Diduga, kegiatan operasional penambangan tidak mengikuti standar operasional prosedur (SOP) yang seharusnya diberlakukan.
Selain itu, banyak pekerja yang diketahui tidak menggunakan alat pelindung diri sesuai ketentuan.
“Pertambangan Al Azhariyah sedang melakukan kegiatan muat material limestone. Ada tujuh mobil truk yang sedang memuat, dan tiga eksavator PC 200 yang tertimbun material,” ungkap Hendra.

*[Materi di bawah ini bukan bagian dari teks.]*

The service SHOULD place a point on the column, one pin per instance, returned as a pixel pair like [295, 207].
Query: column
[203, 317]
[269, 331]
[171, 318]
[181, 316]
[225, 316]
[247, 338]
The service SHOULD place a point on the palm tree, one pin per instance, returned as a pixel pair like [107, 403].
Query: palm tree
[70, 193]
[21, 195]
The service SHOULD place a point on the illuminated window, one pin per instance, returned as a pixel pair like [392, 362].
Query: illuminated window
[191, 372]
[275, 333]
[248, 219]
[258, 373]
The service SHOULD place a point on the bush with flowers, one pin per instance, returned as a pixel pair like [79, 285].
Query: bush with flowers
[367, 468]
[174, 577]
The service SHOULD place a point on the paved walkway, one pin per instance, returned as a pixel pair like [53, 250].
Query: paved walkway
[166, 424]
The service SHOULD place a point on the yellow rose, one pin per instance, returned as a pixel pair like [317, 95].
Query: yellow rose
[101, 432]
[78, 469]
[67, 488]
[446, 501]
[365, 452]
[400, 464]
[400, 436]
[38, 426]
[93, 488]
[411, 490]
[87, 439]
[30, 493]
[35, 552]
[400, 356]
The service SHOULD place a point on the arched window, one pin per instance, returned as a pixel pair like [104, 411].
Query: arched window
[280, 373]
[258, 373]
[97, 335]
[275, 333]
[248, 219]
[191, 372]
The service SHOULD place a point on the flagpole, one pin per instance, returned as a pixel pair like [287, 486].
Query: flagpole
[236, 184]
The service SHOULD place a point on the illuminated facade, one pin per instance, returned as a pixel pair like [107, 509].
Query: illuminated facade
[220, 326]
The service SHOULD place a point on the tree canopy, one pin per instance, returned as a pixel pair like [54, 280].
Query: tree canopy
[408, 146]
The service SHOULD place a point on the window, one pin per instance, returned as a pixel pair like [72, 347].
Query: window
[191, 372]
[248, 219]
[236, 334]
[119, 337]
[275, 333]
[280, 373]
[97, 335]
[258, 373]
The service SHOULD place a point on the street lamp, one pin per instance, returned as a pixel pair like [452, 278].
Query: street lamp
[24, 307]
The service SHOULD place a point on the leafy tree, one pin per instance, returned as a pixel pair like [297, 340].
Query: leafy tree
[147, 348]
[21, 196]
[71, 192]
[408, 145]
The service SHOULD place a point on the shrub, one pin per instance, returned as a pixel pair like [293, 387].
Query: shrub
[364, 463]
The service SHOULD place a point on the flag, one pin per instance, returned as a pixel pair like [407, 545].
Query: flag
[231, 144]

Diketahui, izin usaha pertambangan yang dimiliki PT Al Azhariyah masih berlaku hingga 5 November 2025.
Izin tersebut tercatat dalam IUP OP nomor SK: 540/64/29.107/DPMPTSP/2020 dan mencakup area seluas 9,16 hektare.
Baca Juga: COVID-19 Naik Lagi di Asia! Kemenkes Terbitkan Edaran Baru, Indonesia Harus Siaga?
Meski memiliki izin resmi, dugaan kelalaian dalam penerapan SOP menjadi sorotan utama dalam proses investigasi.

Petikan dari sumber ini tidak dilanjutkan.